Nos dias 21 e 22 de outubro de 1762, a Vila de S. Vicente da beira esteve ocupada por uma força militar franco-espanhola (episódio da Guerra dos Sete Anos): houve dois mortos, incendiaram a casa da Câmara e muitas habitações e levaram preso o Pe. José Antunes do Casal da Serra, capelão de Santiago da Partida, e certamente outras pessoas (na Póvoa de Rio de Moinhos levaram 8 pessoas das mais importantes).
No ano de 1762, faleceram na freguesia 49 pessoas (a média anual era de 21 óbitos), tendo morrido 31 pessoas entre 21 de agosto e 30 de novembro. Neste período terá ocorrido uma epidemia que matou tão elevado número de pessoas, a qual coincidiu com o ataque castelhano.
As atas camarárias não referem uma praga de gafanhotos por esses anos, mas em maio de 1781 a Câmara recebeu um ofício da Provedoria de Castelo Branco, mandando que se tomassem providêcnias para evitar uma praga de gafanhotos que já afligia outras terras. E mandava ainda que se participasse ao Provedor da Misericórdia para que se rezassem novenas e preces na Igreja da Misericórdia, para que a praga de gafanhotos não atacasse a região. Será esta a origem da lenda de os gafanhotos terem vindo morrer na parede do altar-mor da Misericõrdia, por detrás da cruz com Cristo.
E terá sido esta tríplice ocorrência (guerra, peste e fome-praga de gafanhotos evitada) que reforçou a devoção ao Santo Cristo e mais tarde originou a criação dea sua festa anual.
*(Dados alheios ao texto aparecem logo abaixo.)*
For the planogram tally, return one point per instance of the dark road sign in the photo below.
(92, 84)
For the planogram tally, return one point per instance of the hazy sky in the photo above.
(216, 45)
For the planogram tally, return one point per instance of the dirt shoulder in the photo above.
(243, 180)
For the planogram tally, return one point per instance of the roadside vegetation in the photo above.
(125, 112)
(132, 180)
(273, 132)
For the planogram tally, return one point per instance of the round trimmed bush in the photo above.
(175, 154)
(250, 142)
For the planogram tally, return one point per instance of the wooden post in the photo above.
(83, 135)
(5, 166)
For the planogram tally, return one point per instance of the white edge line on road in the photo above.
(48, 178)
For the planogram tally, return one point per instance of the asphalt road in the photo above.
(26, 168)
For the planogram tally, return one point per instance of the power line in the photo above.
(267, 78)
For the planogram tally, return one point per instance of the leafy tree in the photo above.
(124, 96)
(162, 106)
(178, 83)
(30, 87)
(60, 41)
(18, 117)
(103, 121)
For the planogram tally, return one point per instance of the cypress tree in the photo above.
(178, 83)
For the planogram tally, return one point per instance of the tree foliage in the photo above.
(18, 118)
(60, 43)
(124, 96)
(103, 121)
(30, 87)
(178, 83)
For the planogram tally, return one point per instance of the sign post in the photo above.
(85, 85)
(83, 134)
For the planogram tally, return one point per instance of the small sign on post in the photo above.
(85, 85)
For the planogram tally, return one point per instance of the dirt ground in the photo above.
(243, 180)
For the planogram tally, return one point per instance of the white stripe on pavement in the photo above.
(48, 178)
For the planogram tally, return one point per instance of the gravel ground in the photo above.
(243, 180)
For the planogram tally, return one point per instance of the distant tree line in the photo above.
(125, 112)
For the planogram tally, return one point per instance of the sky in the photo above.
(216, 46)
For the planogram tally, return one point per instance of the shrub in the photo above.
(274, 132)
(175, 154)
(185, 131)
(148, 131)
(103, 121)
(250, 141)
Avisa-me o JMT de que o Pinharanda Gomes não é do tempo do Hipólito Raposo, mas bastante mais novo. É verdade, esqueci-me de perguntar ao sr. Google e ainda por cima esqueci-me de que ele enviou uma mensagem ao casal Salvado, a felicitar-me pelo meu artigo Instantes Saborosos, publicado nos Estudos de Castelo Branco, n.º 6, Nova Série, em 2007.
O estudo que ele fez da polémica que envolveu o Hipólito Raposo, no Seminário Maior da Guarda, é tão pormenorizado que, quando o li, ficou-me na cabeça que o Pinharanda Gomes vivera tudo aquilo.